地域に伝わる昔話などについて
 二見駅より徒歩で十分位いくと右側にドライブインがある。そこから100米位南方に採石場の跡がある。
 その北側に小さな滝があり普段は水はないがその上の雑木林の中に小さな池の跡と思われ
る所がある。
 昔、この滝の下まで海水がよせていた。現在は国道が走り二見川の堤防工事などがおこなわれた為、昔の面影はないが肥後国誌によれば、須口より二見へ通じる街道の東の傍に小さな滝があるのを云う。
 此の水源の山上に小池があり昔より鳥賊が此の池に住んでいた。人の足音がすれば、鳥賊がくろみを吹いて水が黒くにごったと云う。最近は此の池は埋れて形ばかりがある。

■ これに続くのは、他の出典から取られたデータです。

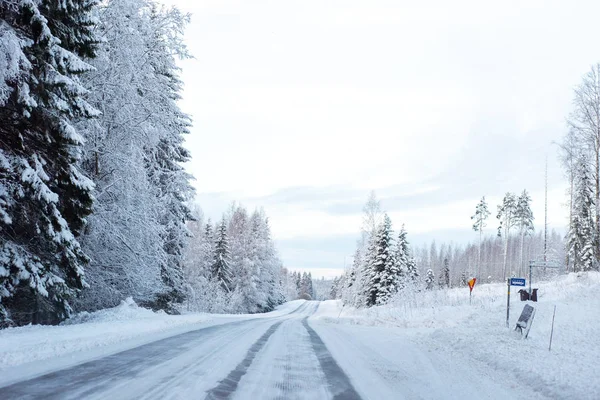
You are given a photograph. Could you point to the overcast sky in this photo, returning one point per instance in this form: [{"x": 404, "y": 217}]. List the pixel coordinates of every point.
[{"x": 304, "y": 107}]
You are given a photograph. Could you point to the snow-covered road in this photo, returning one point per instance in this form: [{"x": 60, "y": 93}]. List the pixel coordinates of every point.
[{"x": 282, "y": 357}]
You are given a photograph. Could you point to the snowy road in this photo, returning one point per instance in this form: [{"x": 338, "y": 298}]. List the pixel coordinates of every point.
[{"x": 282, "y": 357}]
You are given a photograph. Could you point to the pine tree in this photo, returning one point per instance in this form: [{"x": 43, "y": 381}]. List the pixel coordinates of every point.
[
  {"x": 481, "y": 215},
  {"x": 385, "y": 271},
  {"x": 581, "y": 238},
  {"x": 523, "y": 222},
  {"x": 446, "y": 273},
  {"x": 506, "y": 216},
  {"x": 44, "y": 198},
  {"x": 429, "y": 279},
  {"x": 463, "y": 278},
  {"x": 221, "y": 263},
  {"x": 407, "y": 265}
]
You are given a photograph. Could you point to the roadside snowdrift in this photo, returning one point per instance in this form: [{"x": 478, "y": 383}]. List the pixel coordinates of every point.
[
  {"x": 91, "y": 335},
  {"x": 444, "y": 321}
]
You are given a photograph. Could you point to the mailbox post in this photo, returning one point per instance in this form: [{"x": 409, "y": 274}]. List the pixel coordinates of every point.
[{"x": 511, "y": 282}]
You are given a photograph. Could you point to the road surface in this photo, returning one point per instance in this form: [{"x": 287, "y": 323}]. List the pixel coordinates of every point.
[{"x": 284, "y": 357}]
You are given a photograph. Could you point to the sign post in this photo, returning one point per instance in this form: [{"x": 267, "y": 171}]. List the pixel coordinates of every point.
[
  {"x": 471, "y": 284},
  {"x": 512, "y": 282}
]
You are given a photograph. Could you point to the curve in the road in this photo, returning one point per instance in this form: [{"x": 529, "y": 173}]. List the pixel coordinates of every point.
[
  {"x": 228, "y": 386},
  {"x": 338, "y": 381}
]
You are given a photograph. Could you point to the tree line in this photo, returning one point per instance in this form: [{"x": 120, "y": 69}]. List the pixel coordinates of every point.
[
  {"x": 92, "y": 191},
  {"x": 382, "y": 265},
  {"x": 580, "y": 157},
  {"x": 94, "y": 200}
]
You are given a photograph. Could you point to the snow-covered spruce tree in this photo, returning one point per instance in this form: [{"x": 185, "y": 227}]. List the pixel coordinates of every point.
[
  {"x": 266, "y": 258},
  {"x": 479, "y": 222},
  {"x": 164, "y": 160},
  {"x": 581, "y": 238},
  {"x": 429, "y": 279},
  {"x": 506, "y": 216},
  {"x": 524, "y": 223},
  {"x": 446, "y": 273},
  {"x": 384, "y": 271},
  {"x": 44, "y": 198},
  {"x": 408, "y": 272},
  {"x": 133, "y": 153},
  {"x": 221, "y": 270}
]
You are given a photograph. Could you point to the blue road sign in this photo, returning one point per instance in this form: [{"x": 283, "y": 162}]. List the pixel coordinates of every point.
[{"x": 517, "y": 281}]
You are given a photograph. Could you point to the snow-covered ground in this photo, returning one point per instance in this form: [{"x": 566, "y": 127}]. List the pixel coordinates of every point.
[
  {"x": 445, "y": 323},
  {"x": 428, "y": 345},
  {"x": 89, "y": 336}
]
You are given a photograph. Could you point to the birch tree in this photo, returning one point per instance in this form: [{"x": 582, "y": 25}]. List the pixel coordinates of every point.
[
  {"x": 479, "y": 222},
  {"x": 506, "y": 217}
]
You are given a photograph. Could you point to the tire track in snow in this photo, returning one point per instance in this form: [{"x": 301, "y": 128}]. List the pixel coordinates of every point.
[
  {"x": 338, "y": 381},
  {"x": 228, "y": 386}
]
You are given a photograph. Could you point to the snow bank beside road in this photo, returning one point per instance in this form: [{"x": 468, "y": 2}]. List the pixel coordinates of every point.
[
  {"x": 444, "y": 322},
  {"x": 91, "y": 335}
]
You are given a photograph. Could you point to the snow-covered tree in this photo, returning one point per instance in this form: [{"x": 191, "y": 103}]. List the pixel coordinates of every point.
[
  {"x": 384, "y": 272},
  {"x": 408, "y": 270},
  {"x": 581, "y": 237},
  {"x": 44, "y": 197},
  {"x": 134, "y": 153},
  {"x": 429, "y": 279},
  {"x": 221, "y": 269},
  {"x": 506, "y": 216},
  {"x": 445, "y": 275},
  {"x": 584, "y": 127},
  {"x": 479, "y": 222},
  {"x": 523, "y": 222}
]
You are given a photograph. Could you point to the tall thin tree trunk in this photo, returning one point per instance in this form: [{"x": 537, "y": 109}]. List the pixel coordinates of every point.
[
  {"x": 505, "y": 255},
  {"x": 521, "y": 262},
  {"x": 479, "y": 255}
]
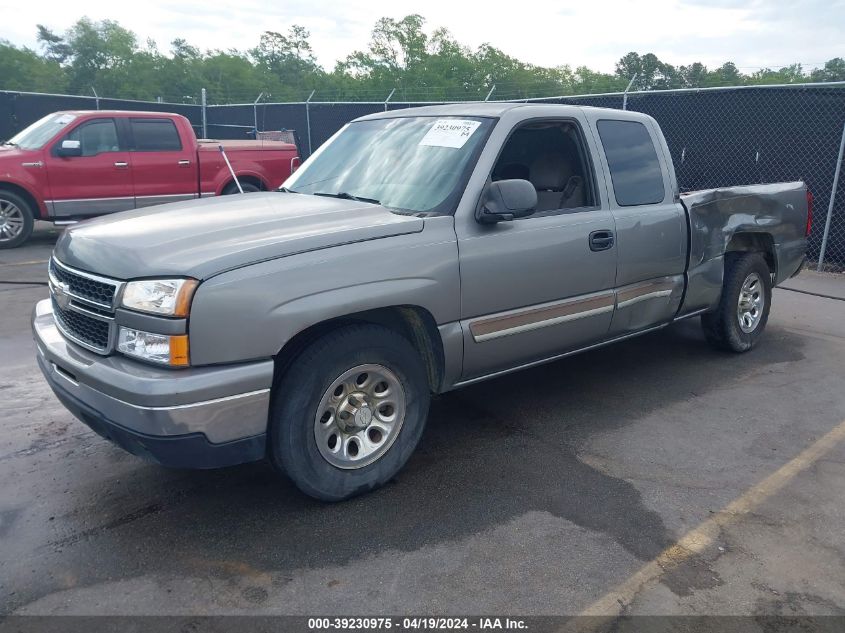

又此の辺に貝の化石も出土するとの事である。
 近年この付近は、採石場、ドライブインが建ち並び又国道が走り昼夜の別なく車の往来が激しく昔日の面影はなく村人達にも忘れ去られようとしている。
その1 「君が渕」

〜二見郷土誌より〜

 二見川と下大野川が合流する地点が君ケ渕である。
 昔、球磨川に住んでいた大蛇が、川舟の「艪」の音が「ギイー、ギイー」と高鳴るのに恐れをなして、君ケ渕に移り住んだと伝えられている。
 その頃の渕は青々とした水をたたえ、底なしの渕として恐れられていた。そのため渕に近寄る人影もなく、これに乗じて山賊が出没して里人や旅人から金品を強奪したと言われる。
 昔、播磨の国(今の兵庫県)から、此の渕に一人のゴ女(目が見えない女)がやってきた。その名をお君と言う。お君は物思わしげに此の渕をながめていたが、やがて何処となく立去った。それから幾月か過ち、こんどは一人の琵琶法師がお君をたずねてこの地にやってきたが、お君に逢えないことと、長い旅の疲れのため渕のほとりに身を投げ出して旅の疲れをいやすのであった。かなわぬ恋に身を焦がした法師は、渕に突出した岩に座って今生の名残りとばかり全身全霊を傾けて愛用の琵琶を弾き終ると、琵琶を抱いたまま身を投じたと伝えられる。
 それからこの渕を君ケ渕と呼ぶようになったと言う伝説がある。琵琶法師の哀れな姿が水に浮いているのを里人によって発見されたのは数日後であった。又、渕より200米下流で法師の琵琶が発見された。そこを琵琶湖と呼んでいる。
 最近、開発が進むにつれて、住昔の不気味な渕の面影はなく、渕と呼ばれる附近は土砂が堆積して芦が生えている。その上渕に沿って国道3号線が走り、昼夜の別なくマイカーの騒音がひどく、今では法師やお君の物語をしのぶ面影もない。